A St. Charles commission could decide later this month whether to recommend a $65.5 million tax subsidy for the $385 million Plaza at Noah's Ark proposed at South Fifth Street and Interstate 70.
The City Council approved rezoning and development plans for the project four months ago, but developer Gregg Whittaker is asking the city to create a tax increment financing district to help fund the project.
The multi-use development is planned on 26.8 acres occupied by the former Noah's Ark restaurant and motel and a small subdivision. The area was developed in the 1960s, but the restaurant closed in 2000 and the hotel two years later.
Plans include an 18-story high-rise residential complex, an outdoor ice rink, a movie theater, a 150-room upscale hotel, restaurants and a parking garage that could include 1,827 spaces.
The city's 11-member tax increment financing commission plans to conduct a public hearing on the project at 4 p.m. Dec. 20 in the fourth-floor council chambers at St. Charles City Hall, 200 N. Second St.
The commission is expected to then vote on whether to recommend diverting a large portion of the property and sales tax revenues generated by the development over a maximum period of 23 years. The subsidy would provide money for street, sewer and sidewalk improvements.
If approved, the TIF would be the largest in the city and one of the largest in St. Charles County.
The parking garage makes up a substantial portion of the proposed TIF. Several commission members requested that the residential parking spaces not be included in the TIF cost, so they were removed, said Bruce Evans, the city's development director.
The plan also includes the ShowMe Aquatics and Fitness Center, an indoor water facility to be used for warm-water therapy, and expansion of the QuikTrip convenience store and gas station on South Fifth Street.
ShowMe Aquatics, a nonprofit organization based in St. Charles, bought the Noah's Ark property in 2004 and plans to build its facility there.
Whittaker and supporters of his proposed development say a TIF of this magnitude is needed to support the high-density development in an area that has otherwise been unsuccessful. Opponents contend the proposed TIF is too large.
TIF special counsel Tom Cunningham has told commission members the area meets the blighting requirement in Missouri's TIF law. He provided several large-scale photos of the site during the commission's meeting Wednesday.
"This site hits all facets of the blight statute. There is asbestos in the hotel, and there is underground gas tanks from the old Phillips station," he said.
The TIF plan, which has gone through five drafts, also would include demolition, grading and removal of the asbestos and gas tanks.
Brad Goss, an attorney for Whittaker, said a substantial amount of grading would be needed because of the property's severe slope.
"Access is also a problem right now," Goss said. "You are too close to the interchange (of South Fifth and I-70)."
The development would take five to eight years to complete. Cunningham compared the project to the Boulevards development near the St. Louis Galleria.
"It's probably the best analog," he said. "People are drawn to the mix and upscale nature of the site."

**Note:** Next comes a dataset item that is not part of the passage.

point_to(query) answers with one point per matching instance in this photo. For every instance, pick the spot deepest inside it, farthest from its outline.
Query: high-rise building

Matt Brown, special assessments manager for the county Assessor's Office, has questioned whether public funding of this caliber is needed. Brown has made it clear at commission meetings the county does not favor the proposed TIF.

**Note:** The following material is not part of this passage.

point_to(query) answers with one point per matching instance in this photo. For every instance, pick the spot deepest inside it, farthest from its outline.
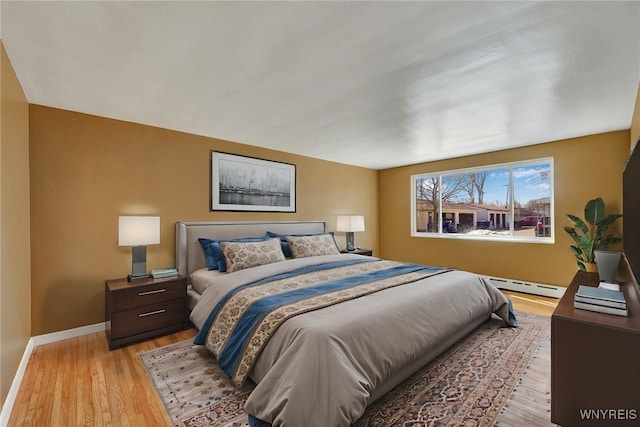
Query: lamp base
(350, 241)
(138, 264)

Goss has said the developer would give the St. Charles School District $1.25 million in lieu of new tax revenue that would be diverted to the TIF fund.

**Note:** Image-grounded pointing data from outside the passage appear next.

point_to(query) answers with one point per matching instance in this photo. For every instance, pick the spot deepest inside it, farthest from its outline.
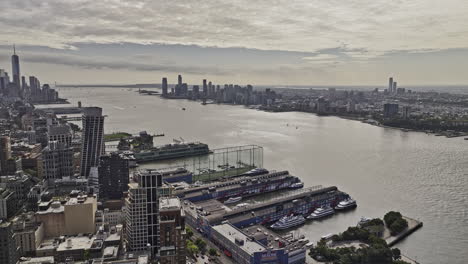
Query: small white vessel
(288, 222)
(321, 212)
(233, 200)
(296, 185)
(346, 204)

Cunningham said only 24 children would result from the development because, statistically, high-rise residential buildings do not produce as many children. He said he came to that conclusion looking at results from a similar development in Palm Beach County, Fla.
Goss plans to attend the St. Charles Board of Education meeting Thursday at the request of board member Bernie Weinrich. Goss is scheduled to update board members on the project's status.
A brief overview also will be presented during the Dec. 20 public hearing.
In addition to the TIF, Whittaker wants the city to establish a community improvement district that would impose a special property tax and 1-cent sales tax at the Plaza at Noah's Ark. Those taxes are estimated to generate an additional $10 million.
Whittaker also hopes to get state approval to use $10 million to $12 million in state tax receipts for improvements to the property.